For the lag detection, In addition to the development period and test period, Hertz can immediately feed back the problem to the developer, and Hertz will also upload the data to the server when gray scale or online operation. Currently, the reporting channel is CAT (open source, please refer to the article in-depth Analysis of Open Source Distributed Monitoring CAT for details). It can be seen that the classification and display of stack is very similar to the Crash monitoring that we are familiar with. According to the classification principle mentioned above, the stack of Crash is arranged according to The Times of occurrence, and can be filtered according to version, operating system and device, which is more in line with the usage habits of developers.

For traffic statistics, we report the traffic consumption data of all users on the server every day and output a report listing the Top100 users in traffic consumption. If an exception is found, you can locate the network request that causes the abnormal traffic based on the back-end logs and client diagnostic logs.

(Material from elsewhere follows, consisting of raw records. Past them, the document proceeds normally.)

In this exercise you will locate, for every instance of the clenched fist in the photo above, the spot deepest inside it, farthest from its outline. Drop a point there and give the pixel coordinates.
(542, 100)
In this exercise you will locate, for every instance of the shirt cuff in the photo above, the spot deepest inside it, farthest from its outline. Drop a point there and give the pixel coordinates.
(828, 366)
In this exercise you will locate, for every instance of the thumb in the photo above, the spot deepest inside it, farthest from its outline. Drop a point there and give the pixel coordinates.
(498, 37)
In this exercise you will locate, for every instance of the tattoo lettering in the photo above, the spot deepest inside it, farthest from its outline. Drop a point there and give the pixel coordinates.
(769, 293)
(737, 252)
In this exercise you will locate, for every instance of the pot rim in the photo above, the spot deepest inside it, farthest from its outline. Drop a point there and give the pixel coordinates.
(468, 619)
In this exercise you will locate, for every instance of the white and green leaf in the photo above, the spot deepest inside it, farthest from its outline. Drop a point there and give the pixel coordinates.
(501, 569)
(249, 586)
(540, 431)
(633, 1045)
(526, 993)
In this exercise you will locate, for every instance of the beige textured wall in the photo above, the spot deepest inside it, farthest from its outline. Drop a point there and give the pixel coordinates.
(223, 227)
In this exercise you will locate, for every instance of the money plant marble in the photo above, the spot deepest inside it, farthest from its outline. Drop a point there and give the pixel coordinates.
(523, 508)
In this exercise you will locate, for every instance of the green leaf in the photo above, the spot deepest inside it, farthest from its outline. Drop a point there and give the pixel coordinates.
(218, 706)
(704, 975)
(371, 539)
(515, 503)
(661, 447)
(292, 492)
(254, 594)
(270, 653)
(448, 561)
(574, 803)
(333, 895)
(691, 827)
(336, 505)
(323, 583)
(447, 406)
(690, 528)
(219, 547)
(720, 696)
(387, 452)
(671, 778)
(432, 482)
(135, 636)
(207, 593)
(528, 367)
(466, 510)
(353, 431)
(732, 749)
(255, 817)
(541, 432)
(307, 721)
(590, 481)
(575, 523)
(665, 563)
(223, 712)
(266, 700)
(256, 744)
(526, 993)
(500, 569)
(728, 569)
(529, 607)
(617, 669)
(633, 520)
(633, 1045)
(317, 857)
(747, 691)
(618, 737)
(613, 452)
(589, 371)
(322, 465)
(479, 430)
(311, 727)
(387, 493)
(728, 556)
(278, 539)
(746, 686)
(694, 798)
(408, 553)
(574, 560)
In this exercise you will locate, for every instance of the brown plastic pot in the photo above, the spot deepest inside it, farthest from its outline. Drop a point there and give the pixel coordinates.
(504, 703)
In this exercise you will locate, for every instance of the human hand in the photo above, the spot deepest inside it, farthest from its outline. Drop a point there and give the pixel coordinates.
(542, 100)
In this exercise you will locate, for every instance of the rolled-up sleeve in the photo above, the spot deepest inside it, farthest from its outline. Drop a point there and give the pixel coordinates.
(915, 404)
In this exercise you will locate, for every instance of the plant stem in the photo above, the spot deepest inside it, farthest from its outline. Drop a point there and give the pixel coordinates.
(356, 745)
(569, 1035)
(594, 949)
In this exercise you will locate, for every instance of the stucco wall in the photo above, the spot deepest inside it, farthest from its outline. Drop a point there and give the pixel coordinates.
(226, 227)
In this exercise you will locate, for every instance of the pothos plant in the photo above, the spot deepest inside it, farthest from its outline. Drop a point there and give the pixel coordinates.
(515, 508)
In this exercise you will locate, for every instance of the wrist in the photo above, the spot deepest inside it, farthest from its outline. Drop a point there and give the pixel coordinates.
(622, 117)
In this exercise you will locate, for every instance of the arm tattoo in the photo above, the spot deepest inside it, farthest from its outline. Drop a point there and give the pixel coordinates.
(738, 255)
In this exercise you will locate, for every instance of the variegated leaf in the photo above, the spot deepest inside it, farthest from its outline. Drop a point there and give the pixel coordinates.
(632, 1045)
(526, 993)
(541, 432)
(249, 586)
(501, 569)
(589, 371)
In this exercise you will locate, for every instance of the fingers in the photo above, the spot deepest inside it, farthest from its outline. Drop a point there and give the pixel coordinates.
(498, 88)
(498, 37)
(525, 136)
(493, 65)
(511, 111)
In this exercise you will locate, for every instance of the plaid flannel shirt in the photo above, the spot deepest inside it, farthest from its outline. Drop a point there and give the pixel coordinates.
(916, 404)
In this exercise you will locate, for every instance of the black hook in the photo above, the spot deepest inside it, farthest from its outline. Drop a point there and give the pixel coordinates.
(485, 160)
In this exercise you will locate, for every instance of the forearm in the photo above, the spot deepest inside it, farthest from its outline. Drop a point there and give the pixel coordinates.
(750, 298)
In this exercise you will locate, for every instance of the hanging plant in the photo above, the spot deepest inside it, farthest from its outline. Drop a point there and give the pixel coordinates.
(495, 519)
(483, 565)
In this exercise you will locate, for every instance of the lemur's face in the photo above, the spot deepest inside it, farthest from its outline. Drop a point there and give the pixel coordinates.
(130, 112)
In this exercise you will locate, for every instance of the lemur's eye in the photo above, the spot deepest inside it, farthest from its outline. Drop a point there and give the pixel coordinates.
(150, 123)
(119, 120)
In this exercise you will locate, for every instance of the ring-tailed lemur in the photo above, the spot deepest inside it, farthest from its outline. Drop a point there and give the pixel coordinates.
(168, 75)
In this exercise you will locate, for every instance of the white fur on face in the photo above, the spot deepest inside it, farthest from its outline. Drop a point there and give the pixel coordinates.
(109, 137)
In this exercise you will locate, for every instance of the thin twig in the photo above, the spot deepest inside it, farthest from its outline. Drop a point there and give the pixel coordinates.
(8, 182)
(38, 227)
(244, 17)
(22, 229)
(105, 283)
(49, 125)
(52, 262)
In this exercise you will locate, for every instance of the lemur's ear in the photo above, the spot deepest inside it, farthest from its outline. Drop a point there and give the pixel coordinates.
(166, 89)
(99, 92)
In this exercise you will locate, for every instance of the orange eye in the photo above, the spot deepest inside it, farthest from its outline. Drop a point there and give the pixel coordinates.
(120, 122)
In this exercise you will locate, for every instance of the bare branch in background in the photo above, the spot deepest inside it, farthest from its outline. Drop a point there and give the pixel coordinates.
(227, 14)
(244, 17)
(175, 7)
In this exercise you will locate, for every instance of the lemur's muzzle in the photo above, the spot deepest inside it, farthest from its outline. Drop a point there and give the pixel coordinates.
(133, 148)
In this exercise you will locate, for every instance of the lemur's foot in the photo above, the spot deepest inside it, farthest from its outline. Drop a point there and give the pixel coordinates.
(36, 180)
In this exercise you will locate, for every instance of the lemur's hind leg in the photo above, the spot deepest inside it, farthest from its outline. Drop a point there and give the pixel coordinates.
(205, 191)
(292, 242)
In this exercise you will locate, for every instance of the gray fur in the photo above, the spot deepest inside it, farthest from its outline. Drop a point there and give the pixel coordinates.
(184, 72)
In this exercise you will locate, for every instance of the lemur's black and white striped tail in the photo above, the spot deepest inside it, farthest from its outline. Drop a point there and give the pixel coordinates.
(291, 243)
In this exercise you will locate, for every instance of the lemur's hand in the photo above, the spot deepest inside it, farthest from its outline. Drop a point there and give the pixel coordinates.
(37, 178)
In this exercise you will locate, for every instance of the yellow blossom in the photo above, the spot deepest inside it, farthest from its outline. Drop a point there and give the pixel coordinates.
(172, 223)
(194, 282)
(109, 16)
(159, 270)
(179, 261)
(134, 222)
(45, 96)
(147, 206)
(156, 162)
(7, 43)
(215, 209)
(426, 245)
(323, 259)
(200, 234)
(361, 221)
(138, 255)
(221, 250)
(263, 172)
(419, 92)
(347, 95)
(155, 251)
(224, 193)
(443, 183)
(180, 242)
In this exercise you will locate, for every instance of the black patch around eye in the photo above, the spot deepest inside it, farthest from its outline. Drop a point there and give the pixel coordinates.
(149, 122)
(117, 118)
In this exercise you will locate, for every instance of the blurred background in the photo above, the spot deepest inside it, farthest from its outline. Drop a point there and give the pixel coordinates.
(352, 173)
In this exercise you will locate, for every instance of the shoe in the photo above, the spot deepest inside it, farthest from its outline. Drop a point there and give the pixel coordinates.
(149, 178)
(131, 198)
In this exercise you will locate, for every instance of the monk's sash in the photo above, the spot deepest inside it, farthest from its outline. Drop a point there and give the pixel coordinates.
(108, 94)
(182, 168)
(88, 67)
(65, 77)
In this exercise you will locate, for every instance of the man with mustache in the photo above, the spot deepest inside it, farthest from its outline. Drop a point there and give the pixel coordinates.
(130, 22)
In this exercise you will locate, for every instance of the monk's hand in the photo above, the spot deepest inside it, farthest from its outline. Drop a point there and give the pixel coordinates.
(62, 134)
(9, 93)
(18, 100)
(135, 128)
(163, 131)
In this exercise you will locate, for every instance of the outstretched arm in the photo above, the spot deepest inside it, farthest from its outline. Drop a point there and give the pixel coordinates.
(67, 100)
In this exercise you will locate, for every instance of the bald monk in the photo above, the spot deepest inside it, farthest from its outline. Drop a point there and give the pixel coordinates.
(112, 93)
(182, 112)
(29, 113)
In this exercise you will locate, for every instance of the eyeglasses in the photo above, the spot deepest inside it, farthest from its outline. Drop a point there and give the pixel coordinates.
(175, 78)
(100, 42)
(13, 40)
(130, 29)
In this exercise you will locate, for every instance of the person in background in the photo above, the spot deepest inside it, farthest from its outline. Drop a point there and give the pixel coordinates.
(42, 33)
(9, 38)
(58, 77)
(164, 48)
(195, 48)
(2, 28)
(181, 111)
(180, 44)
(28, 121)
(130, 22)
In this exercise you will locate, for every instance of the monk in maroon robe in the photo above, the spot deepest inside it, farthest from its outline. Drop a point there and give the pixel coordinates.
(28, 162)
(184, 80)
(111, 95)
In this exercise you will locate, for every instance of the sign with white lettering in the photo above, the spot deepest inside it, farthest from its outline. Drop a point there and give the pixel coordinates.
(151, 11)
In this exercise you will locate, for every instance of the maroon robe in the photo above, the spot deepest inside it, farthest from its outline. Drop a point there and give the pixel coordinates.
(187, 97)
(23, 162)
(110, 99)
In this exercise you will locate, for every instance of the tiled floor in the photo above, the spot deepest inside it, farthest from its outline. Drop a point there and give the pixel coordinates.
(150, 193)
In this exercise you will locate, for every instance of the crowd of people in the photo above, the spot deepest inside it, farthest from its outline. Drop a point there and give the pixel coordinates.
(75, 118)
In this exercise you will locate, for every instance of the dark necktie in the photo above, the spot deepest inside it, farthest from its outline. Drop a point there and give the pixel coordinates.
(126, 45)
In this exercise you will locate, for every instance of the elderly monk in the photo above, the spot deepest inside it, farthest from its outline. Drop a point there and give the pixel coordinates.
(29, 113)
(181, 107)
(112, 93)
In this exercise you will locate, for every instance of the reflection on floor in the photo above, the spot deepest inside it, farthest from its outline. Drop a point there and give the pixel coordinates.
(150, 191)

Hertz will also report the page speed data and basic indicators such as FPS, CPU and memory to CAT to evaluate the overall performance of the App.

conclusion

Performance optimization is a topic that every mature App must take seriously, and the pain point of performance optimization is often that problems cannot be found in time, or problems cannot be located when they are found. Meituan Waimai developed and improved Hertz, an App performance monitoring scheme, in practice with the idea of monitoring data to guide performance optimization, and made some exploration and verification in the monitoring and application of performance data.

Hertz’s monitoring indicators currently include FPS, CPU usage, memory usage, lag, page loading time, network request flow, etc., while power consumption, App cold start, and Exception will be gradually added to Hertz’s monitoring targets in the future. In the future, performance monitoring indicators may be reused and improved on the basis of existing tools.

Hertz lag detection and stack fetching are very effective in helping developers locate performance issues, but there is still a lot of room for improvement. For example, whether different thresholds can be set according to different devices and different policies can be set in different periods of App running. As for the classification of stack, the current rules simply match the prefix of class name. How to classify the stack more accurately and reasonably is also a problem that we need to consider more in the future. Of course, these optimizations need more data samples to support.

It is also important to build visual, user-friendly performance testing tools, such as a Web page that can be viewed in real time, as well as browsing through historical reports. Hertz could easily be designed to incorporate automated testing methods or generate automated test reports during the integration phase, but we have only made some initial efforts in this area. Once we have the ability to accurately collect performance data, how to better apply it to the whole development process, including the testing process, still needs long-term exploration and practice.

This paper mainly introduces some ideas and implementation methods summarized by Meituan Takeout in the practice of Hertz, but there are many interesting and deeper topics about App performance monitoring that are not covered. For example, how to balance performance monitoring tools and performance problems brought by the tools themselves, specific skills and means of performance optimization, and further analysis of performance data to establish a monitoring system for abnormal devices, etc. In the future, we will further explore, practice and share these issues.

reference

  1. BlockCanary.
  2. Leakcanary.
  3. Watchdog.
  4. iOS-System-Services.
  5. Guoling, wechat iOS Caton monitoring system.